Bootstrapping methods start off with an initial set of positive and negative seed instances(say, examples of entity pairs for the target relation). Occurrences of positive seed instances in the corpus are converted into extraction patterns that are used to extract new relationship entity pairs that augment the initial seed set. This process is continued iteratively.

Since this is an iterative process that builds upon previous extractors, false positives can have a highly detrimental effect. False positives added during a particular iteration can effect extractions from all subsequent iterations, thus leading to semantic drift.

This paper tries to solve this problem by proposing a new bootstrapping method that aims to reduce false positives by using rigorous confidence measures and using a combination of two types of seed sets.

Methodology:

For a target relation like ‘X acquired Y’, the goal is to extract all entity pairs in the corpus for which this relationship holds true. The algorithm requires an initial set of positive and negative seeds. Seeds can be entity pairs, templates, or both. A template consists of three vectors, with the first vector representing the text before the relation occurrence, the second vector representing the text between the entity pair participating in the relation, and the third vector representing the text after the relation occurrence. An instance refers to the combination of the entity pair and its template(context).

The first step is to extract a set of instances from the corpus. The extracted instances are compared to the seeds according to a similarity measure. Instances that pass the similarity threshold are collected and clustered. This process is repeated for three hops (i.e for the next iteration, all instances similar to a hop-1 instance are added).

Each such collected instance is added to the extracted set only if they pass a confidence assessment. For an instance, the confidence of a single extractor is defined as the product of the reliability of the cluster and the similarity of the instance to the cluster. The similarity of an instance to a cluster is defined as the maximum similarity between the instance and any member of the cluster. The reliability of the cluster is an instance independent score.

One of the factors that affect the reliability score of a cluster is the ratio of the number of instances in the cluster that matches negative seeds to the number of instances in the cluster that matches positive seeds.

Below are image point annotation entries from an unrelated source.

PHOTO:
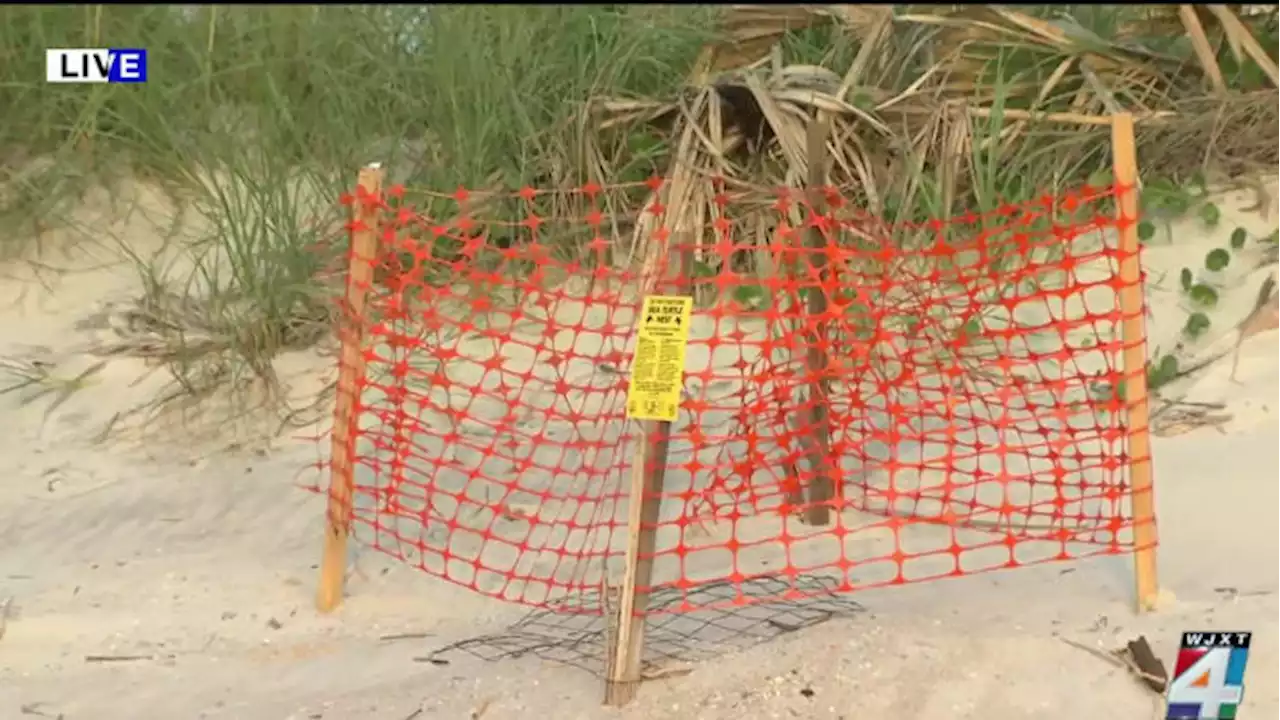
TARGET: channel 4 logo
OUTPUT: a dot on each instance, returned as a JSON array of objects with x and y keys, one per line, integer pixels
[
  {"x": 1208, "y": 678},
  {"x": 101, "y": 64}
]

If the ratio is close to zero, it means false positive extractions are less likely compared to true positive extractions. Thus, a large likelihood of false positive extractions reduces the reliability score of the cluster.

All instances that pass the confidence assessment are added to the extracted set and the algorithm is repeated for k iterations.

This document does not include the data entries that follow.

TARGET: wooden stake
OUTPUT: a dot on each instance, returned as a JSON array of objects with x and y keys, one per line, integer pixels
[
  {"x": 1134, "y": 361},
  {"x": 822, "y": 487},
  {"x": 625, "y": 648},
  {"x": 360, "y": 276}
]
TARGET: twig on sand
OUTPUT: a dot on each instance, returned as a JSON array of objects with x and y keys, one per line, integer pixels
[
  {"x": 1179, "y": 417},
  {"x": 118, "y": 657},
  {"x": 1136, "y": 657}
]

The number of iterations and the similarity threshold hyperparameters have a tradeoff between them.

Why use both entity and template seeds?

In this algorithm, instance matching is disjunctive, i.e, an instance need only match either the entity pair seed or the template seed, thus having a higher hit rate in terms of matched instances. Using both entity pair seeds and template seeds can act as a confidence booster, with instances matching both entity pair seeds and template seeds getting a higher confidence score.